Get a Frequency Count
The user file looks like this
userID,user,posts 1,user1,581 2,user2,281 3,user3,196 ... 2002,usern-2,1 2003,usern-1,1 2004,usern,1
First thing is to read the file
> df<-read.csv('path/to/file.csv')
Then we get the frequency count
# first we figure out what the names # of the columns are > names(df) [1] "userID" "user" "posts" # we want to count the posts...so > postFreqCount<-data.frame(table(df['posts']))
The frequency count should now return something like this
> postFreqCount Var1 Freq 1 1 723 2 2 314 3 3 186 ... 84 196 1 85 281 1 86 851 1
Building the Scatter Plot
We need to use Freq
as the x coordinates and Var1
as the y coordinates.
> x<-as.matrix(postFreqCount['Freq']) > y<-as.matrix(postFreqCount['Var1'])
Now a simple scatter plot can be made like so
> plot(x,y)
Which will look like this…
Which does not look that great, so we will have to apply the log scales.
A simple way of doing it is like this…
> plot(log(x),log(y))
Which will give you something like this…
Which does look a bit better, except that the scales on the axes are from 0 to 6 instead of the real values.
Applying the log scales
To get the scales right we need to change the way we construct the plot( )
function.
First, we use the xy.coords( )
function to set the coordinates for the plot.
Then we add the scale range for each axis using xlim
and ylim
– both starting from 1 to their maximum value (starting from zero will give you an error).
Now we can apply the log for both axes using log="xy"
.
Finally, we can lable both axes with xlab
and ylab
.
The final function with all its parameters looks a bit like this…
plot( xy.coords(x,y), xlim=c(1,max(x)), ylim=c(1,max(y)), log="xy", xlab="Frequency", ylab="Posts" )

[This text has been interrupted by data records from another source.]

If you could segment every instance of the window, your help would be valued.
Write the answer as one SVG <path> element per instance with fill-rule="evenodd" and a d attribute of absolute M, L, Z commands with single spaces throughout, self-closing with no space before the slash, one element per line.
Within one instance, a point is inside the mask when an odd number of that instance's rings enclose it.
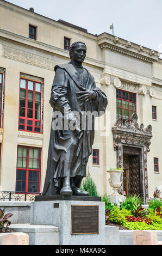
<path fill-rule="evenodd" d="M 157 119 L 157 107 L 155 106 L 152 106 L 152 119 Z"/>
<path fill-rule="evenodd" d="M 2 122 L 3 75 L 4 75 L 4 74 L 0 72 L 0 127 L 2 127 Z"/>
<path fill-rule="evenodd" d="M 42 83 L 20 78 L 18 130 L 41 132 Z"/>
<path fill-rule="evenodd" d="M 93 149 L 93 164 L 99 164 L 99 149 Z"/>
<path fill-rule="evenodd" d="M 64 50 L 70 50 L 70 39 L 69 38 L 64 38 Z"/>
<path fill-rule="evenodd" d="M 157 157 L 154 157 L 153 160 L 154 172 L 159 172 L 159 159 Z"/>
<path fill-rule="evenodd" d="M 29 25 L 29 38 L 32 38 L 32 39 L 36 40 L 36 27 L 34 26 Z"/>
<path fill-rule="evenodd" d="M 41 149 L 18 146 L 16 191 L 40 192 Z"/>
<path fill-rule="evenodd" d="M 126 120 L 130 121 L 134 113 L 136 113 L 135 94 L 117 89 L 116 118 L 122 118 L 124 124 Z"/>

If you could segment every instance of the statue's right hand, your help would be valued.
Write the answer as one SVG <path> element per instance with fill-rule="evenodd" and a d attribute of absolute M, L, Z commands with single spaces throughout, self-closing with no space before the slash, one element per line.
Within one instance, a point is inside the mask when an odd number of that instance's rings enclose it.
<path fill-rule="evenodd" d="M 64 113 L 64 118 L 67 120 L 76 121 L 76 117 L 72 112 Z"/>

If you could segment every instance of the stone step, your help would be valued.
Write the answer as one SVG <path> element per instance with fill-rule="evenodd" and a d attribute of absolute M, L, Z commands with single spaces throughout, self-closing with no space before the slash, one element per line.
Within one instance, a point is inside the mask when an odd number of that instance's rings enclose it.
<path fill-rule="evenodd" d="M 59 245 L 59 232 L 57 227 L 18 223 L 11 224 L 9 227 L 15 232 L 23 232 L 29 235 L 29 245 Z"/>

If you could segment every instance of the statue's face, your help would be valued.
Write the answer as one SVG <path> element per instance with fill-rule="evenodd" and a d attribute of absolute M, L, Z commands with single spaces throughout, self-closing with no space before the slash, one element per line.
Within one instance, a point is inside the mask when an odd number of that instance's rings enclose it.
<path fill-rule="evenodd" d="M 78 64 L 82 64 L 85 58 L 86 52 L 85 45 L 78 44 L 74 49 L 71 56 L 71 59 Z"/>

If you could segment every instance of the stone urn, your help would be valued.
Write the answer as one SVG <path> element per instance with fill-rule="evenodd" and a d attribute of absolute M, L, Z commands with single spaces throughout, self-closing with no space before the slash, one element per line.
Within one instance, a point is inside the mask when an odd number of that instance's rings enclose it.
<path fill-rule="evenodd" d="M 109 179 L 110 185 L 112 187 L 114 190 L 114 193 L 111 196 L 120 196 L 118 193 L 118 190 L 121 185 L 121 175 L 122 173 L 123 173 L 123 170 L 107 170 L 109 173 L 110 178 Z"/>

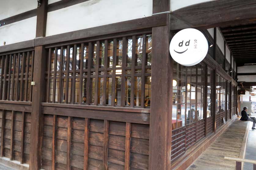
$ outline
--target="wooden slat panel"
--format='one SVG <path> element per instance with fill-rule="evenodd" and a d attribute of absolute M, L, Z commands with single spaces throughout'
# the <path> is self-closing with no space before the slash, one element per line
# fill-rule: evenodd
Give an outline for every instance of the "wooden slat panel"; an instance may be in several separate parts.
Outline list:
<path fill-rule="evenodd" d="M 83 97 L 83 69 L 84 53 L 84 44 L 81 44 L 81 54 L 80 59 L 80 73 L 79 78 L 79 103 L 82 104 L 82 98 Z"/>
<path fill-rule="evenodd" d="M 71 89 L 71 92 L 72 93 L 72 96 L 71 97 L 71 102 L 72 104 L 75 104 L 75 75 L 76 70 L 76 54 L 77 50 L 77 45 L 75 44 L 74 45 L 74 48 L 73 48 L 73 61 L 72 64 L 73 66 L 72 67 L 73 69 L 73 77 L 72 79 L 72 86 Z"/>
<path fill-rule="evenodd" d="M 141 107 L 144 108 L 144 98 L 145 97 L 145 66 L 146 64 L 146 34 L 142 36 L 142 59 L 141 61 Z"/>
<path fill-rule="evenodd" d="M 63 76 L 62 70 L 63 65 L 63 47 L 62 46 L 60 47 L 60 74 L 59 78 L 59 102 L 61 102 L 62 93 L 62 78 Z"/>
<path fill-rule="evenodd" d="M 12 125 L 11 129 L 11 144 L 10 152 L 11 156 L 10 158 L 10 160 L 13 160 L 13 134 L 14 132 L 14 111 L 12 111 Z"/>
<path fill-rule="evenodd" d="M 89 143 L 89 121 L 88 118 L 86 118 L 84 127 L 84 170 L 87 170 L 88 168 L 88 154 Z"/>
<path fill-rule="evenodd" d="M 91 96 L 90 95 L 90 90 L 91 86 L 91 67 L 92 64 L 92 60 L 93 58 L 93 44 L 91 42 L 89 43 L 88 46 L 89 50 L 89 56 L 88 57 L 88 69 L 87 69 L 87 82 L 86 85 L 86 104 L 88 105 L 90 103 Z"/>
<path fill-rule="evenodd" d="M 131 123 L 126 123 L 125 137 L 125 169 L 130 169 L 130 147 L 131 144 Z"/>
<path fill-rule="evenodd" d="M 108 40 L 105 40 L 104 43 L 105 43 L 105 49 L 104 50 L 104 75 L 103 75 L 103 101 L 102 102 L 102 105 L 103 106 L 106 106 L 106 94 L 107 91 L 107 68 L 108 67 Z M 114 48 L 113 47 L 113 52 L 114 52 Z M 103 54 L 103 51 L 102 51 L 102 53 Z M 114 57 L 113 55 L 113 57 Z M 103 55 L 102 57 L 103 57 Z M 113 57 L 114 58 L 114 57 Z M 101 58 L 101 60 L 103 59 Z M 114 67 L 114 58 L 113 58 L 113 63 L 112 64 L 112 67 Z M 112 72 L 112 74 L 114 72 Z"/>
<path fill-rule="evenodd" d="M 114 42 L 113 43 L 113 71 L 112 71 L 112 84 L 111 86 L 112 87 L 111 106 L 114 106 L 115 105 L 115 66 L 116 65 L 116 48 L 117 43 L 116 39 L 115 38 L 114 39 Z"/>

The graph now looks like this….
PERFECT!
Function that saves it to pdf
logPlot<-function(fileDir,name){ df<-read.csv(fileDir) pfc<-data.frame(table(df['posts'])) x<-as.matrix(pfc['Freq']) y<-as.matrix(pfc['Var1']) pdfPath=paste('Desktop/',name,'.pdf') pdf(pdfPath) plot( xy.coords(x,y), xlim=c(1,max(x)), ylim=c(1,as.integer(max(y))), log="xy", xlab="Frequency", ylab="Posts", main=name ) dev.off() }